今から思えば愚かなことなんだが、その時は友達に自慢したかった。その気持ちが、常識、良識、そして恐怖を押し隠していた。
俺は黙々と掘り続けた。そして掘り当ててしまった。決して見るべきではなかったものを。
それは俺が望んでいた死体だった。押し隠されていた恐怖が一気に広がった。俺はシャベルを放り捨てて、全力で逃げた。写真を撮ることなんか、頭からなくなっていた。
それどころではなかった。逃げないと、早くこの場から離れないと。俺は家に逃げ帰ると、自分の部屋にこもり、布団をかぶった。
そしてその日からだった。俺が誰かに見られているような感覚を覚えるようになったのは。どこかにある目が常に俺を見ている。しかしこの事は誰にも言えない。俺は口を閉ざした。
ずっと誰かに見られた感覚のまま日々を過ごしていたが、高校を卒業すると同時に、俺は家を出た。早くここから離れたかったからだ。
一人暮らしを始めると、誰かに見られている感覚もなくなった。俺はホッとした。これで全て収まったわけではないが、ひとまず落ち着くことができる。

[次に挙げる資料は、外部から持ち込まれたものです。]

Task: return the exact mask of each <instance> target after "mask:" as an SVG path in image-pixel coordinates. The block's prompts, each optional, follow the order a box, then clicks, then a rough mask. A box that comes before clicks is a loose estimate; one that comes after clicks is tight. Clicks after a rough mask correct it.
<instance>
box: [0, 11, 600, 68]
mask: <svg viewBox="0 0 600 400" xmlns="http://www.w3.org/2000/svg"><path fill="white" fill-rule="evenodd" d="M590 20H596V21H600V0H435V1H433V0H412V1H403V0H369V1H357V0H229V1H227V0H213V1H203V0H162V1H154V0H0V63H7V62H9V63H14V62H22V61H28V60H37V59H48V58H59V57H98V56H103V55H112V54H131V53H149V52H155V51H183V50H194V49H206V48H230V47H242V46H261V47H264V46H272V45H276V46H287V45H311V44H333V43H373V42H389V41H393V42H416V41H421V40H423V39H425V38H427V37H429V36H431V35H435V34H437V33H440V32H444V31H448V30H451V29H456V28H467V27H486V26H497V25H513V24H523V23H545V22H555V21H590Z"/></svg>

あの時、俺が見たもの。望んでいた死体ではあったが、白骨ではなかった。死体には肉がこびりついていた、腐りかけの。
これは死体がまだ新しいことを証明していた。しかし、俺が生まれるより先にある墓場で、死体が白骨化していないわけがない。
つい最近の間に、誰かがあそこに埋めたんだ。
誰かが……
……俺が逃げ帰った日の翌日、家の倉庫に、山に放り捨ててきたはずのシャベルが片付けられていた。